Pine Bluff Police have written over 100 citations for curfew violations since Sunday, according to Police Chief Kelvin Sergeant.

He said that people driving home from work or the store won’t get stopped but if people are hanging out on parking lots or in front of their houses, they are subject to a citation. The minimum fine for a curfew violation is $100.

At a meeting of the City Council’s Public Safety Committee Wednesday, Sergeant said 70 of those citations were written Sunday as officers chased groups of individuals from one side of the city to the other.

He said as the weather is getting warmed, more and more of what he called the “younger generation” are getting out and racing, burning tires and engaging in other illegal activities.

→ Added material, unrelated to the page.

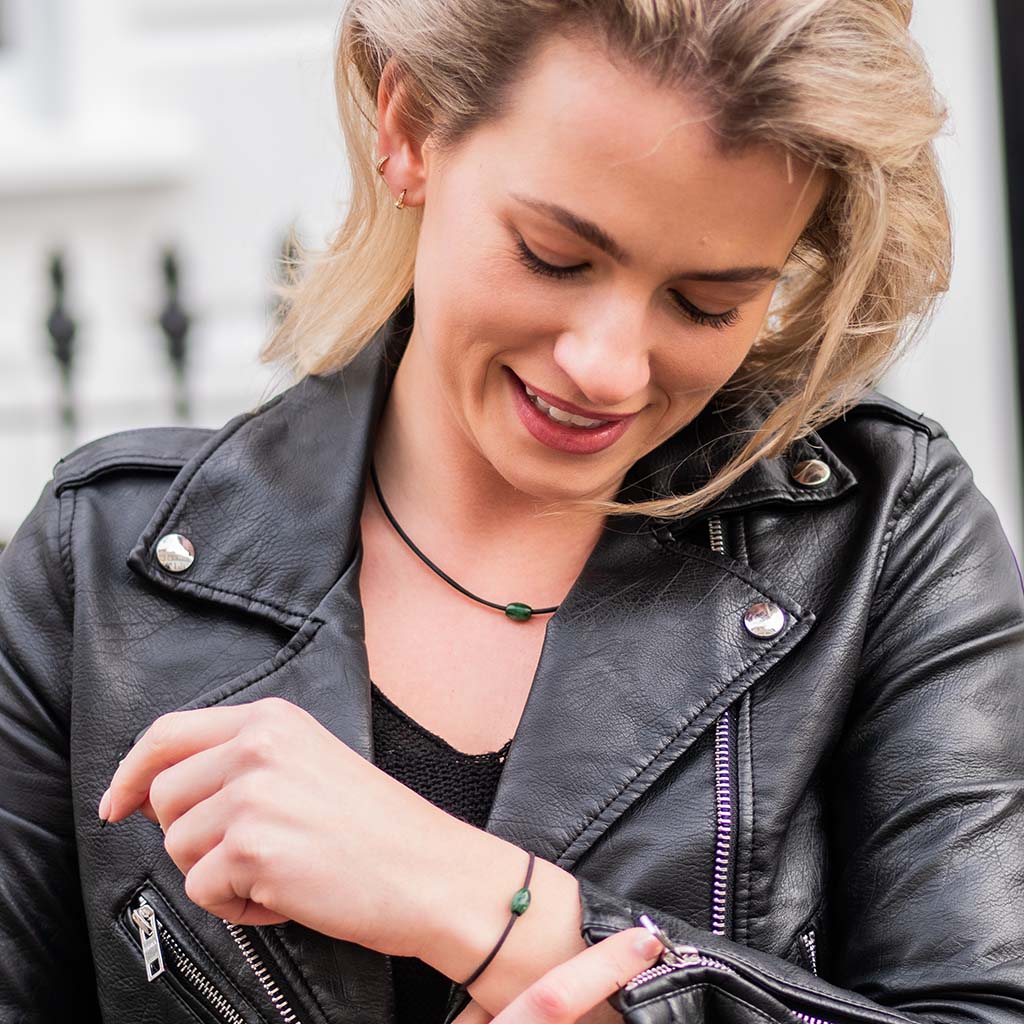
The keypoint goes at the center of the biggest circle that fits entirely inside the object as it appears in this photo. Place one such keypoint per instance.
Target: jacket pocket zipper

“In my 25 years in law enforcement I have never seen anything like what I saw,” Sergeant said. He went on to say that officers who confronted these groups were “outnumbered. We would deal with three or four and the rest would race to another location. We chased them all night long until they went to M.L.K. Park.”

“We closed the entrances and exits and issued citations for curfew violations to everyone as they left,” he said. “Some of the cars tried to drive over the railroad tracks (which runs beside the park.) We issued them tickets and towed their vehicles.”

Asked by Council member Joni Alexander where these activities took place, Sergeant said groups were hanging out at 28th Avenue and Fir Street, in the area of McDonald’s at Blake Street and the Martha Mitchell Expressway, on Olive Street, Port Road, West 13th Avenue and the Pines Mall.

Sergeant said plans have been developed to deal with any repeated activity but said he “didn’t want to talk about those plans.”

He did say that the department is looking at some of the places where groups are gathering and are approaching business owners at those locations, asking them to post no loitering signs, which he said the department would provide.

Sergeant said the signs would give officers the authority to deal with crowds on private property.

He also reported that there were a total of 254 crimes reported in April compared to 366 in April 2019, a more than 30 percent drop. The only negative aspect of the report was that there were four homicides last month compared to two in April 2019. Two more homicides have been reported in the first six days of May, bringing the total for the year to 10.

Those 10 occurred in eight separate incidents, Sergeant said, since two of the incidents were double homicides. Of those eight incidents, arrests have been made in six of the eight. Sargent described the incidents as “isolated. One may have been gang related, one was drug related, a few were of the domestic variety. There were different reasons so we can’t attribute them to a certain group of people.”

Committee Chairman Council Member Win Trafford asked Sergeant if he was in favor of changing the curfew hours, particularly since Little Rock has now changed theirs to midnight and Sargent said no.

“It needs to say where it’s at,” he said. “our position is not to change it.”